Pour nous, c’est important de prendre ce risque et d’ouvrir ce skatepark. C’est un lieu couvert dans lequel on va pouvoir développer plein de projets.
Moi, ce que j’aimerais c’est développer des évènements autour du skate féminin mais aussi de l’art, de la musique.
Cette pratique, tu dirais qu’elle a évolué comment depuis tes débuts ?
Plus l’accès est simple et sécuritaire, plus les gens ont confiance et permettent à leurs enfants de pratiquer. Quand on ne skatait que dans la rue, laisser son enfant de 6 ou 7 ans pratiquer n’était pas possible.
Je trouve qu’on a réussi notre pari lorsque l’on voit les gamins venir skater pendant les heures de cours du club et que je les retrouve après en train de skater avec leurs potes.
L’idée est de leur mettre le pied à l’étrier. Ce qui est chouette, c’est aussi quand certains de nos élèves veulent bien donner un peu de leur temps pour le club et se forment pour devenir initiateur.

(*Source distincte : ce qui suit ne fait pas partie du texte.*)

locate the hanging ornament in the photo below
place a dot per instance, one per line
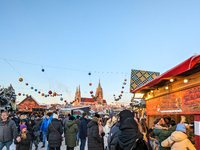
(54, 94)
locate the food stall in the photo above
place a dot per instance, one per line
(175, 93)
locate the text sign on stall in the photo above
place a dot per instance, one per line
(183, 102)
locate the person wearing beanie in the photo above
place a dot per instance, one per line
(54, 133)
(23, 140)
(83, 131)
(178, 139)
(95, 142)
(130, 133)
(71, 130)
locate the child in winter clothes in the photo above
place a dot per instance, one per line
(178, 139)
(23, 140)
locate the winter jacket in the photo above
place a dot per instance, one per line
(7, 130)
(38, 122)
(53, 136)
(163, 134)
(94, 140)
(71, 130)
(24, 144)
(112, 138)
(129, 134)
(44, 125)
(83, 128)
(181, 142)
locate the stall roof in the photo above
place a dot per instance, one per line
(185, 68)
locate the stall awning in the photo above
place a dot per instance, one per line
(179, 69)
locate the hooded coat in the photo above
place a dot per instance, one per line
(112, 138)
(129, 134)
(163, 134)
(94, 140)
(71, 130)
(181, 142)
(53, 136)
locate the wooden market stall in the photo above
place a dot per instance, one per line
(175, 93)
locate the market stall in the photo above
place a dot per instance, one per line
(175, 93)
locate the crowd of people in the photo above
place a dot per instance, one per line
(121, 132)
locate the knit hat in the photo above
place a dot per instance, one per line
(181, 127)
(125, 114)
(95, 119)
(22, 127)
(55, 116)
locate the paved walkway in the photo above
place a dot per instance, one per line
(63, 147)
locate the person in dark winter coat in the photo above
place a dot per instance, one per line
(130, 133)
(83, 131)
(23, 140)
(94, 140)
(112, 138)
(71, 130)
(54, 133)
(7, 131)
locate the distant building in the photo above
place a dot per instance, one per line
(90, 101)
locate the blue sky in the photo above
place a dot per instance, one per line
(92, 35)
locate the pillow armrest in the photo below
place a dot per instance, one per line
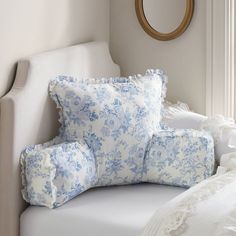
(53, 175)
(180, 158)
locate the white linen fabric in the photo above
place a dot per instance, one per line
(115, 117)
(208, 208)
(116, 211)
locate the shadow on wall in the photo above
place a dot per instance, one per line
(35, 26)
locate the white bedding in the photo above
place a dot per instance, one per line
(123, 210)
(208, 208)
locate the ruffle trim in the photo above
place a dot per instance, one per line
(153, 74)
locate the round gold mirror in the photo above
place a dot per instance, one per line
(164, 19)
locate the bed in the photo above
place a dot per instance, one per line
(28, 116)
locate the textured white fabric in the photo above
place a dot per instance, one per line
(207, 209)
(29, 117)
(111, 211)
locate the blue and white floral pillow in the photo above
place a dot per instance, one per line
(115, 117)
(52, 175)
(179, 158)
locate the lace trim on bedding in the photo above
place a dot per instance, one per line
(174, 223)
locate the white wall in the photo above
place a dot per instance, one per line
(184, 59)
(28, 27)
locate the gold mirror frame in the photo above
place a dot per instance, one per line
(164, 36)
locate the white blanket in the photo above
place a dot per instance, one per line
(209, 208)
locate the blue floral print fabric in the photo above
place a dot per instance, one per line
(179, 158)
(115, 117)
(111, 134)
(53, 175)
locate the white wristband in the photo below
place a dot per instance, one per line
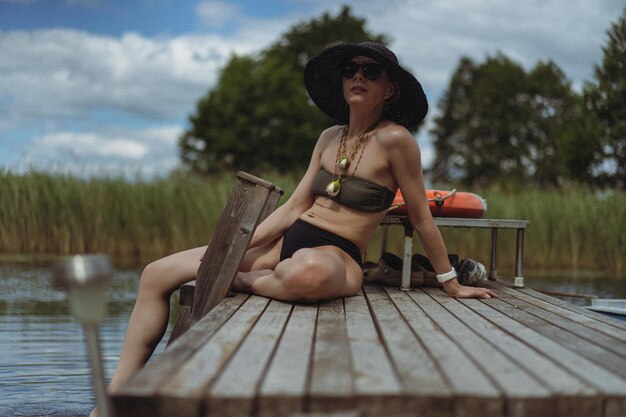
(447, 276)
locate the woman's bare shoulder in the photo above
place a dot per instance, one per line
(328, 135)
(393, 135)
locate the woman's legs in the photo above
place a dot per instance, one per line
(311, 274)
(150, 316)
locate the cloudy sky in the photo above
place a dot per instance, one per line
(100, 86)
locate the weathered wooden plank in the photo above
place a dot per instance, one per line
(332, 384)
(283, 389)
(524, 393)
(570, 392)
(542, 336)
(184, 393)
(554, 325)
(532, 330)
(473, 392)
(423, 386)
(584, 312)
(578, 318)
(138, 397)
(234, 391)
(464, 222)
(376, 385)
(228, 245)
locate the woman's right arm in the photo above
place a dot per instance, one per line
(275, 225)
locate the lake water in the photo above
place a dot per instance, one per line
(44, 369)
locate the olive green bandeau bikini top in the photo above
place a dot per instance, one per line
(355, 192)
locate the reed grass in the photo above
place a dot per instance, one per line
(572, 228)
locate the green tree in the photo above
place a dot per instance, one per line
(258, 115)
(499, 124)
(606, 98)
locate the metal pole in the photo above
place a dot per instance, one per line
(95, 358)
(493, 272)
(518, 281)
(408, 253)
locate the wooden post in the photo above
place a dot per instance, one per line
(250, 201)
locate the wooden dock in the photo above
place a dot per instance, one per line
(388, 352)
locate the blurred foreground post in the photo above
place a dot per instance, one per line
(85, 279)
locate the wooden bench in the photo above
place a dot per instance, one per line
(494, 224)
(388, 352)
(250, 201)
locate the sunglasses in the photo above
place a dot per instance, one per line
(372, 71)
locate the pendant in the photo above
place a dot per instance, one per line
(343, 163)
(332, 189)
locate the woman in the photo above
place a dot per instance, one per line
(311, 247)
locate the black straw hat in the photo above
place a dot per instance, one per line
(323, 82)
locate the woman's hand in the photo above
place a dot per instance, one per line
(456, 290)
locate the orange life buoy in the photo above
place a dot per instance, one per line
(447, 204)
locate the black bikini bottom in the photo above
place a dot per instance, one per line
(304, 235)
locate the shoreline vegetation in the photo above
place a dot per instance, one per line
(42, 215)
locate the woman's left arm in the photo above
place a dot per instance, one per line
(406, 167)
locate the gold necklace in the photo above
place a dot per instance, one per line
(343, 160)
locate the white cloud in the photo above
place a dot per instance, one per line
(58, 81)
(217, 13)
(148, 151)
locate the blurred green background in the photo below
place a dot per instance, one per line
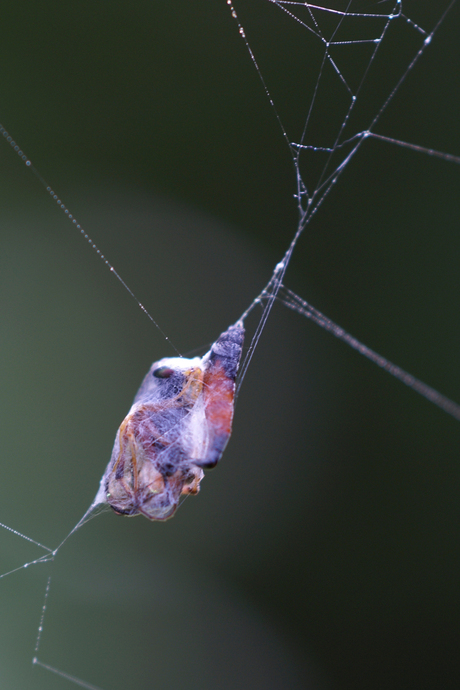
(323, 551)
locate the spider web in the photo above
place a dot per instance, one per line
(320, 152)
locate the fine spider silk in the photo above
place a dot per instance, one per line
(178, 425)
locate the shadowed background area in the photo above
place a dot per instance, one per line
(322, 551)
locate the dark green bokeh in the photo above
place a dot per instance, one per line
(322, 552)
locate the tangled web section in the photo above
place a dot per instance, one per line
(344, 41)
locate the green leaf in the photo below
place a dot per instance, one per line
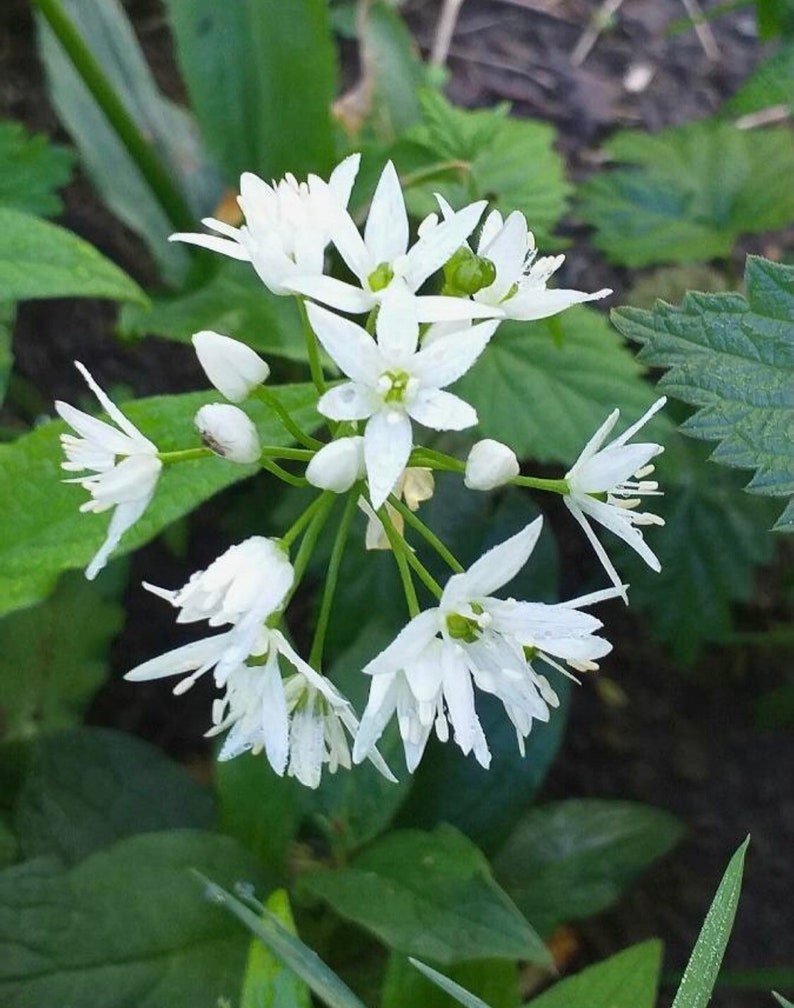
(127, 926)
(733, 358)
(235, 302)
(429, 894)
(570, 860)
(261, 76)
(92, 786)
(544, 387)
(31, 168)
(38, 259)
(628, 980)
(54, 657)
(689, 193)
(268, 983)
(703, 966)
(43, 532)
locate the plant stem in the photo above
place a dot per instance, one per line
(125, 127)
(332, 579)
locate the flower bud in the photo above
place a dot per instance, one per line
(338, 465)
(490, 465)
(228, 431)
(231, 366)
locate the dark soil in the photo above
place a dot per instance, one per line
(683, 742)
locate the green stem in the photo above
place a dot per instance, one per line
(125, 127)
(332, 579)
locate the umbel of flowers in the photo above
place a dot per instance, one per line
(397, 363)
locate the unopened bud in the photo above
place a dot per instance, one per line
(228, 431)
(231, 366)
(490, 464)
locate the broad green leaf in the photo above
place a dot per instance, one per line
(289, 949)
(53, 657)
(43, 532)
(703, 966)
(235, 302)
(268, 982)
(628, 980)
(570, 860)
(31, 169)
(733, 358)
(127, 926)
(93, 786)
(38, 259)
(429, 894)
(545, 387)
(689, 192)
(261, 76)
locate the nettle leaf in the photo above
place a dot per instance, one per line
(733, 358)
(429, 894)
(570, 860)
(628, 980)
(38, 259)
(544, 387)
(689, 193)
(92, 786)
(44, 533)
(53, 657)
(129, 925)
(31, 169)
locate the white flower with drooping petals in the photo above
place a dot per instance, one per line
(382, 259)
(287, 227)
(393, 381)
(233, 367)
(128, 485)
(428, 673)
(608, 483)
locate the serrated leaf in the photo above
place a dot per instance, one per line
(31, 169)
(689, 193)
(261, 76)
(38, 259)
(54, 657)
(92, 786)
(43, 532)
(570, 860)
(703, 966)
(430, 894)
(628, 980)
(127, 926)
(544, 387)
(733, 358)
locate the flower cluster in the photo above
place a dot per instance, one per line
(429, 309)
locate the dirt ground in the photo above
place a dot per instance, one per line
(683, 742)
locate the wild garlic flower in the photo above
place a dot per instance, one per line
(428, 673)
(608, 484)
(288, 225)
(393, 381)
(124, 465)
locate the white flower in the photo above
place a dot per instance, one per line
(393, 381)
(428, 673)
(127, 485)
(490, 465)
(287, 225)
(608, 483)
(382, 259)
(231, 366)
(227, 430)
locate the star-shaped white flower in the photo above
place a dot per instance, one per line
(128, 484)
(393, 381)
(287, 227)
(608, 483)
(428, 673)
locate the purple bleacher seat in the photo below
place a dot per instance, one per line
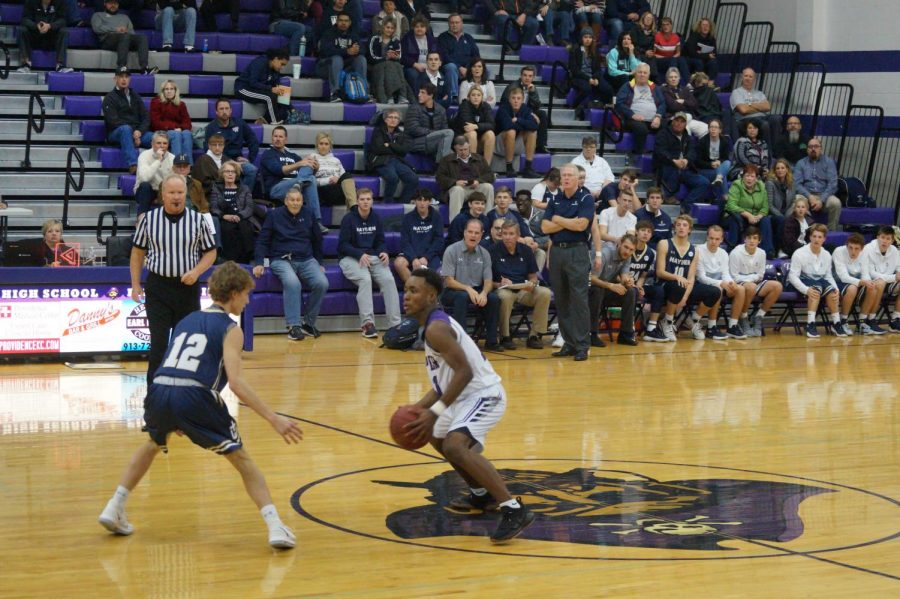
(82, 105)
(205, 85)
(867, 216)
(358, 113)
(65, 82)
(93, 131)
(705, 214)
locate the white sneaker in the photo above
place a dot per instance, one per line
(282, 537)
(697, 332)
(115, 521)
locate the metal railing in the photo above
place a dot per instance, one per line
(71, 183)
(33, 125)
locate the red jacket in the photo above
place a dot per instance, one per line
(165, 116)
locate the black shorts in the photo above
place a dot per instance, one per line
(198, 412)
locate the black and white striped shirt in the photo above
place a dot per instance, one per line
(173, 244)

Dans le documentaire de Marion Desquenne, on se rend compte que les toutes jeunes filles qui arrivent dans les skateparks ne connaissent pas l’histoire de celles qui les ont précédées. C’est important de transmettre ce que vous avez fait, de transmettre ce pan de l’histoire du skate ?
Je trouve que le documentaire de Marion est chouette parce que ça permet de montrer l’évolution de notre sport et je me dis, et ce n’est qu’une supposition, que si on n’avait pas fait tout ça, peut-être que nous n’en serions pas là.
Comment tu envisages l’avenir du skate féminin, tu vas continuer à t’engager ?
Moi, le skate, c’est ma passion, je ne me vois pas continuer sans, ça fait partie de moi. Aujourd’hui, je pratique beaucoup moins parce que je n’ai plus le temps, que j’ai peur de me faire mal et, comme je suis indépendante, si je me fais mal, je ne peux plus répondre aux demandes de mes clients.
J’ai aussi des enfants et il faut que j’en m’en occupe. Quoi qu’il en soit, je ne vois pas comment je pourrais me détacher du skate, c’est impossible.
J’espère, à l’avenir, que les filles vont plus encore prendre confiance en elles, qu’elles vont encore plus s’imposer sur la scène mais j’ai l’impression que l’on est sur la bonne voie : aujourd’hui, quand une fille arrive sur un skatepark, on ne la regarde plus aussi bizarrement qu’avant.